ABD Başkanı dün halka açık parkların finansmanıyla ilgili bir yasa imzaladıktan sonra (AP)
ABD Başkanı dün halka açık parkların finansmanıyla ilgili bir yasa imzaladıktan sonra (AP)

ABD Başkanı Donald Trump, başkanlık seçimlerinde eyaletler tarafından yapılan posta üzerinden oy kullanılmasını artırma teklifini engelleyebileceğini vurguladı. Trump, Beyaz Saray'daki günlük basın toplantısında bu konuda gerekirse yürütme emri verebileceğini söyledi. Bunu yapma yetkisine sahip olduğunu vurgulayan Trump, “Henüz bu aşamaya gelmedik, ama ne olacağını göreceğiz” dedi.

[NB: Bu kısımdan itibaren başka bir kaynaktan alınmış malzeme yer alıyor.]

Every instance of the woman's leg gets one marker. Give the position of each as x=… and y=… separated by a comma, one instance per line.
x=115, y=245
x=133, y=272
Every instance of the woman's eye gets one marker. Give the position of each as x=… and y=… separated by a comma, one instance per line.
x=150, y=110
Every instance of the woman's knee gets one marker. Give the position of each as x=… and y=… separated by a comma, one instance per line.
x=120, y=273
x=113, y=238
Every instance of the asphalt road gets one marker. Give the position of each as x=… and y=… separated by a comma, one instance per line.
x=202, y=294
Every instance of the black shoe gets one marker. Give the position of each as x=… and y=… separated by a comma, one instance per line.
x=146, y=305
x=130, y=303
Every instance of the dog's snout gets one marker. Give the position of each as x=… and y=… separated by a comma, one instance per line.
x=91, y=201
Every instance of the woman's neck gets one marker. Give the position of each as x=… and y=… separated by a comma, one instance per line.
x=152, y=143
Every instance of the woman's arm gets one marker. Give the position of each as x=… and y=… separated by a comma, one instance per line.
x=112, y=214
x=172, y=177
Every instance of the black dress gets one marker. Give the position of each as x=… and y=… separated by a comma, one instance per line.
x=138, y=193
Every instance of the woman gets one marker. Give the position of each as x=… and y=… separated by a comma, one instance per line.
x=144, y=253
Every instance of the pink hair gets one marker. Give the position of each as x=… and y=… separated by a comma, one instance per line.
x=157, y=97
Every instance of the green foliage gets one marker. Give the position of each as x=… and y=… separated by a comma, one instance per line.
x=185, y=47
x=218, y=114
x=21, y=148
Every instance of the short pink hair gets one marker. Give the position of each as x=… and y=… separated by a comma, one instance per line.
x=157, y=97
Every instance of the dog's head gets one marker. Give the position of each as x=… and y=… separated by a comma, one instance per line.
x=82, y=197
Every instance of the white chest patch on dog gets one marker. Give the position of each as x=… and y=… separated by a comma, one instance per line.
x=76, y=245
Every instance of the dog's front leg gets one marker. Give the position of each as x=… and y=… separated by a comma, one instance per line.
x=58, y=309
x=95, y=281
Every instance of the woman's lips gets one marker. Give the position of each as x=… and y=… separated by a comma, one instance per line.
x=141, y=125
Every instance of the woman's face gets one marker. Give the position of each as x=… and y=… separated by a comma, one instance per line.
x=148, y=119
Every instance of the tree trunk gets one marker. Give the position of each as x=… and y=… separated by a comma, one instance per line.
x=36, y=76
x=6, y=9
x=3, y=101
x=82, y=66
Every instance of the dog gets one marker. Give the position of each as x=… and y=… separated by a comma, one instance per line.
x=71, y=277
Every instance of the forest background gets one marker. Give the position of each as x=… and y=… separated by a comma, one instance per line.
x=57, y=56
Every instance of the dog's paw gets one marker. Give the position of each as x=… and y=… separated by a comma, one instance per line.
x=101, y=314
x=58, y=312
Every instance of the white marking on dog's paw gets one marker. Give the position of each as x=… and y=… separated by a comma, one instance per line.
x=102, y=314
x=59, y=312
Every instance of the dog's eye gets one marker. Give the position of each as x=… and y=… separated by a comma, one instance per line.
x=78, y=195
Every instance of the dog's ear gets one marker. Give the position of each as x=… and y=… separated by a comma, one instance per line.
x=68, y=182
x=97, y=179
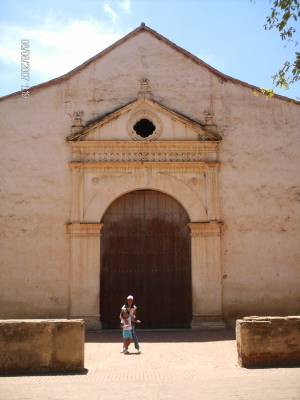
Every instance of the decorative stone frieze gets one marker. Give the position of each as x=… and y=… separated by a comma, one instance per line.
x=148, y=151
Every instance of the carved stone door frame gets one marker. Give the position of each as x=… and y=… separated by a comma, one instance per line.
x=95, y=184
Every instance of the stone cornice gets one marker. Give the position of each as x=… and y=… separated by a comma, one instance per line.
x=84, y=229
x=147, y=151
x=205, y=228
x=183, y=166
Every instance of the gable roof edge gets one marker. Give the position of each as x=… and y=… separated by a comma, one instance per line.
x=158, y=36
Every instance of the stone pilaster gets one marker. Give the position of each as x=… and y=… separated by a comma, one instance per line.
x=84, y=286
x=212, y=191
x=206, y=275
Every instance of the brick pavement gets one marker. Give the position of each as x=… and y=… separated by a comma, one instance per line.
x=184, y=365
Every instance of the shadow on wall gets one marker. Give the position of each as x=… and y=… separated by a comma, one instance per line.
x=114, y=336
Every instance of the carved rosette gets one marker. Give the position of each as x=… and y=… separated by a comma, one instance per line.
x=144, y=114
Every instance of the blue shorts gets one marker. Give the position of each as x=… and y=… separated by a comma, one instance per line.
x=127, y=334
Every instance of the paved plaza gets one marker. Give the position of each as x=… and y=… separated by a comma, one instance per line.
x=183, y=365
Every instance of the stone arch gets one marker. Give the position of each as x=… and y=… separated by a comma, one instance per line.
x=98, y=200
x=146, y=250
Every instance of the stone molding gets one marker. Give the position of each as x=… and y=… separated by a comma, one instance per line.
x=84, y=229
x=146, y=151
x=205, y=228
x=124, y=166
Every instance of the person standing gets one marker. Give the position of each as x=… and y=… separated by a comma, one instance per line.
x=127, y=330
x=131, y=308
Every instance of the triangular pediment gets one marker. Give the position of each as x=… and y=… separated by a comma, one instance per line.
x=120, y=124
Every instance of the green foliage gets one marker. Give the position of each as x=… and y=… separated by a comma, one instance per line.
x=283, y=14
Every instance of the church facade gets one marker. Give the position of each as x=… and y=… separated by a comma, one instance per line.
x=145, y=171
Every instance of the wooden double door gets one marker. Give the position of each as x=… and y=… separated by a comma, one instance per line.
x=145, y=251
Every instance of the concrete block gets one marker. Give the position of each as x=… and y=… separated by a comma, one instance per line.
x=41, y=345
x=268, y=341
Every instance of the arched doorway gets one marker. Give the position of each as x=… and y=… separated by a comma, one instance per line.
x=145, y=251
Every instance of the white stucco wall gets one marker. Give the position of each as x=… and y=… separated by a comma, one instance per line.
x=259, y=178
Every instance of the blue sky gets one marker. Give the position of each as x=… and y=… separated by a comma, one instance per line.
x=227, y=34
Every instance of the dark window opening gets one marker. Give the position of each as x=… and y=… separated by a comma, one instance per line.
x=144, y=127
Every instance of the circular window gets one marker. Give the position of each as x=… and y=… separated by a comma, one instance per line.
x=144, y=127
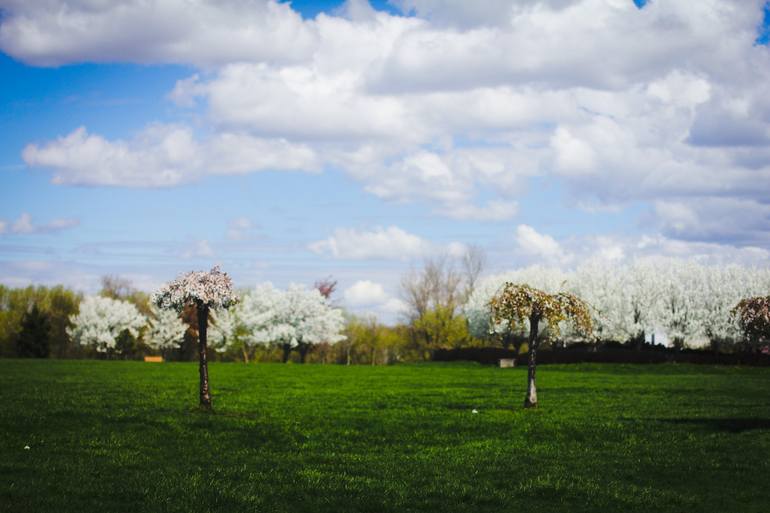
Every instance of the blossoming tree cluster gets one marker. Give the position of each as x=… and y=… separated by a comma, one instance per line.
x=203, y=291
x=294, y=319
x=102, y=320
x=685, y=302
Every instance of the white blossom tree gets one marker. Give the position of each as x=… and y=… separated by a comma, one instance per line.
x=102, y=320
x=687, y=302
x=204, y=291
x=166, y=330
x=297, y=318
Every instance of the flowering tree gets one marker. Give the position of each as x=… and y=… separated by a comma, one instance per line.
x=166, y=329
x=753, y=316
x=477, y=310
x=297, y=318
x=102, y=320
x=517, y=304
x=204, y=291
x=311, y=318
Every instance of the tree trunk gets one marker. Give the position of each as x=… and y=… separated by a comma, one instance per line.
x=203, y=368
x=530, y=401
x=286, y=352
x=303, y=349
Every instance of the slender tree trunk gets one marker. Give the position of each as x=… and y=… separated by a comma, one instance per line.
x=286, y=352
x=530, y=401
x=203, y=322
x=303, y=349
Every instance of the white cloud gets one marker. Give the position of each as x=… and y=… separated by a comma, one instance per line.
x=365, y=293
x=161, y=156
x=381, y=243
x=201, y=249
x=457, y=106
x=202, y=32
x=370, y=298
x=240, y=228
x=539, y=245
x=24, y=225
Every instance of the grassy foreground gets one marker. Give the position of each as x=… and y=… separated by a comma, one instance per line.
x=126, y=436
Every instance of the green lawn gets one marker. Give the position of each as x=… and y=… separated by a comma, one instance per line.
x=126, y=436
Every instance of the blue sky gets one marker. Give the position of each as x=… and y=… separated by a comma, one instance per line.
x=354, y=140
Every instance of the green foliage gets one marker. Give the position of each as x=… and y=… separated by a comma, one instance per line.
x=33, y=340
x=517, y=304
x=441, y=328
x=57, y=303
x=369, y=342
x=125, y=436
x=753, y=317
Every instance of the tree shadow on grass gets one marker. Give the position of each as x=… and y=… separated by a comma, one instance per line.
x=730, y=425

Posta üzerinden oylama işlemini eleştirmek için neredeyse günlük bir kampanya başlatan Trump, Demokrat valisi tarafından tüm seçmenlerin posta yoluyla oy kullanmasına izin verilen bir yasanın imzalandığı Nevada eyaletine dava açma tehdidinde bulundu. Konuyla ilgili Twitter hesabından bir açıklama yapan Trump, “Nevada Valisi, yasa dışı bir gece yarısı darbesiyle Cumhuriyetçilerin eyalette seçimleri kazanmasını imkansız hale getirdi. Postanelerde gerekli hazırlıklar yapılmadan, posta yoluyla gelecek oy trafiğiyle asla başa çıkamaz. Eyaleti çalmak için Kovid-19 salgınını kullanıyorlar. Mahkemede görüşürüz!” ifadelerini kullandı.

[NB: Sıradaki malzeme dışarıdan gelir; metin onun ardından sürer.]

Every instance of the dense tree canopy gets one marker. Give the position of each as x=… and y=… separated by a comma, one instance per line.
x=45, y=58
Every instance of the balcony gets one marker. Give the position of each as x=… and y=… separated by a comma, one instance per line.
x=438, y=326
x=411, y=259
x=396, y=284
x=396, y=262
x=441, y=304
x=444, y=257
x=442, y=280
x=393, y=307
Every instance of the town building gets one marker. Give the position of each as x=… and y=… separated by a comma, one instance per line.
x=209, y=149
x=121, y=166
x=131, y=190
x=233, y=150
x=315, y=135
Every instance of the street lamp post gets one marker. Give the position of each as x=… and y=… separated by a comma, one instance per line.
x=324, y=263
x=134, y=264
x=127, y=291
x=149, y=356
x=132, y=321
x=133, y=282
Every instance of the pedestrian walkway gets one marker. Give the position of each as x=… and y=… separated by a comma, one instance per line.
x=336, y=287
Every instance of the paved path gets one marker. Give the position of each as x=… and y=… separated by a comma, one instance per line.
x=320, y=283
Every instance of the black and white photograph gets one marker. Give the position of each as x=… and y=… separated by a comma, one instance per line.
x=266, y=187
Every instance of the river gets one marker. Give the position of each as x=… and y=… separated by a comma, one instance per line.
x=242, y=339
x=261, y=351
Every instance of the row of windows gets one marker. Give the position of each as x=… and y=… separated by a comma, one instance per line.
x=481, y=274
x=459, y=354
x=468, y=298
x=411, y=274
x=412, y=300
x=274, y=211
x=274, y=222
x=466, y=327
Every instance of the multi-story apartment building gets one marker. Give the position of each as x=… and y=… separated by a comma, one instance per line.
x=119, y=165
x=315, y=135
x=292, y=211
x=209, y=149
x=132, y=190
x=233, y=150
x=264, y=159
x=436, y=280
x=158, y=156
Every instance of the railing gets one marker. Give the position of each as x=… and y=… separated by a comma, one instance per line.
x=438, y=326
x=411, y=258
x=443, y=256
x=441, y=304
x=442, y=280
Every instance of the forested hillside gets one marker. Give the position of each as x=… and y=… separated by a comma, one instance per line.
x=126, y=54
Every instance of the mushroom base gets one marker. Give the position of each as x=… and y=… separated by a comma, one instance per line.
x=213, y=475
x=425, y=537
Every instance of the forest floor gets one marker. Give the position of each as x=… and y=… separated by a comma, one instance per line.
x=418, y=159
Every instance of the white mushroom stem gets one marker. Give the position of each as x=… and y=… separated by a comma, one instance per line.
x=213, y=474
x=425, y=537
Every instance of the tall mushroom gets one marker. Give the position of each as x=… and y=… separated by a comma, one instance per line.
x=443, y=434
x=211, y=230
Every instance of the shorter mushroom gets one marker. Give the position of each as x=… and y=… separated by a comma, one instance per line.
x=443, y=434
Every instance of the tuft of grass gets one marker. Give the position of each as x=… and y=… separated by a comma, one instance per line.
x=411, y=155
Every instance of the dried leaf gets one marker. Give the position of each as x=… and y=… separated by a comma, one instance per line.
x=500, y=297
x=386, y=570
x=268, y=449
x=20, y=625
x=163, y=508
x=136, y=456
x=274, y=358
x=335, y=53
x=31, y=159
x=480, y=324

ABD Başkanı, ABD Anayasası’nın eyaletlere içinde yer alan seçim yasalarını belirleme konusunda geniş yetkiler vermesine rağmen, yeni tip koronavirüs (Kovid-19) salgınının yayılmasını önlemek için seçmenleri posta yoluyla oy kullanmaya yönlendirmek isteyen eyaletlere karşı koymak için gerekli yetkilere sahip olduğu konusunda ısrar etti. Ancak Trump'ın tehditleri, seçimlerde haksızlığa yol açacağını söylediği posta üzerinde oy kullanılmasını işlemlerini sınırlamak için daha fazla ısrar edeceğine işaret ediyor.

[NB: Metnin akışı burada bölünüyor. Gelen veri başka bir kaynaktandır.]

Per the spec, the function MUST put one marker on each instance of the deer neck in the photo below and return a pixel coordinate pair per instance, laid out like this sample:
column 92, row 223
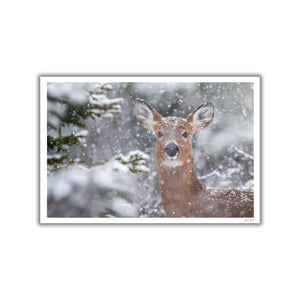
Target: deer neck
column 179, row 188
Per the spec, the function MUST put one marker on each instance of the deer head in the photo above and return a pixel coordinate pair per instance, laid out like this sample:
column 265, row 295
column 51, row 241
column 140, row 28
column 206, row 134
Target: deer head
column 173, row 134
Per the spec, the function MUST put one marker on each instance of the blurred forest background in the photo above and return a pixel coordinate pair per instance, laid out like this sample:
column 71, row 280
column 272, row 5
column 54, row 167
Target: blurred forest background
column 101, row 163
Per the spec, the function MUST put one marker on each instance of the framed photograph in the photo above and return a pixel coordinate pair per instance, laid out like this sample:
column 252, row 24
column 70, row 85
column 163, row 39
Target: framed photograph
column 150, row 149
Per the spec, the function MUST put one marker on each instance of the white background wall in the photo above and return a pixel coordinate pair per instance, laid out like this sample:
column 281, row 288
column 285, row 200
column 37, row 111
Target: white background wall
column 132, row 38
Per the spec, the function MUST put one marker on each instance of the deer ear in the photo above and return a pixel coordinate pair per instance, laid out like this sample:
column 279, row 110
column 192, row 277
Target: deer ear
column 145, row 114
column 202, row 116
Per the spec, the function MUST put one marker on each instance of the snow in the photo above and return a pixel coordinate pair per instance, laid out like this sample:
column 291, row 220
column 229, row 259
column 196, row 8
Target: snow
column 115, row 144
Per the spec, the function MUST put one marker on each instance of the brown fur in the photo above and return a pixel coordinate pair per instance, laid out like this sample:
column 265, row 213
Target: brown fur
column 181, row 192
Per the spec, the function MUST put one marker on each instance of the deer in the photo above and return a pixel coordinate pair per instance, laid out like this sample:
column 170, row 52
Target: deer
column 182, row 194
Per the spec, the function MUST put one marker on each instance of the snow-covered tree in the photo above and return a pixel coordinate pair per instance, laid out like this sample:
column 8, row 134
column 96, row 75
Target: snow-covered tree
column 78, row 184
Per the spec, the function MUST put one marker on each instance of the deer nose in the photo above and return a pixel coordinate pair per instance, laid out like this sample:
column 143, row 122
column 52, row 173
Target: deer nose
column 171, row 149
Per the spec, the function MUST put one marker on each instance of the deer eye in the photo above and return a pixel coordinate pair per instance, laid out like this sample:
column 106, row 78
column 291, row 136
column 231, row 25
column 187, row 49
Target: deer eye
column 185, row 134
column 160, row 134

Trump, yaklaşan seçimlerin ‘tarihin en büyük seçim felaketine’ tanıklık edeceğini söyleyerek destekçilerini kendi görüşüne ikna etmek amacıyla gözdağı verme politikasına güveniyor. Özellikle oy haklarını savunan grupların mahkemede Trump’la yüzleşme sözü vermesi nedeniyle seçim dosyalarının ön plana çıktığı bir davada Trump’ın girişimlerinin Amerikan mahkemelerinde büyük bir çatışmaya yol açacağına şüphe yok.
Bununla birlikte ABD Posta Servisi (USPS), Başkanı’nın tutumuna resmi olarak karşı çıkarken seçmenlerden oy postası almaya hazır olduğunu açıkladı. Trump'ın açıklamasının ardından USPS’den yapılan açıklamada, “Posta Servisi, Kovid-19’la mücadele çabaları da dahil olmak üzere, seçmenlerin oy postalarının hacmini karşılayacak yeterli kapasiteye sahiptir” denildi.
Ancak, tüm göstergeler, Trump’ın posta oylama sürecine karşı tutumundan geri adım atmayacağına işaret ediyor. Bir süre önce bu konuda şüphe tohumları eker gibi görünen Trump, yakın zamanda bu oylama yöntemini benimsemenin seçim sonuçlarının yayınlanmasında büyük bir gecikmeye yol açacağını söyleyerek bu karşıt tutumunu iyice belli etmişti.
Başkan Trump, Axios internet sitesine verdiği bir röportajda, posta yoluyla oy kullanmanın büyük bir sahtekarlığa yol açacağı yönündeki iddialarını yineleyerek, “Bugün, Çin virüsü nedeniyle evlerimizde kalmalı ve milyonlarca seçmen kartı göndermeliyiz. Milyonlarca. Bu durum, seçim sonucunun 3 Kasım gecesi değil, iki ay veya daha uzun bir süre sonra açıklanmasına neden olabilir. Böylece adaylar arasındaki oy farkı asgari düzeyde kalabilir. Birçok şey olabilir” şeklinde konuştu.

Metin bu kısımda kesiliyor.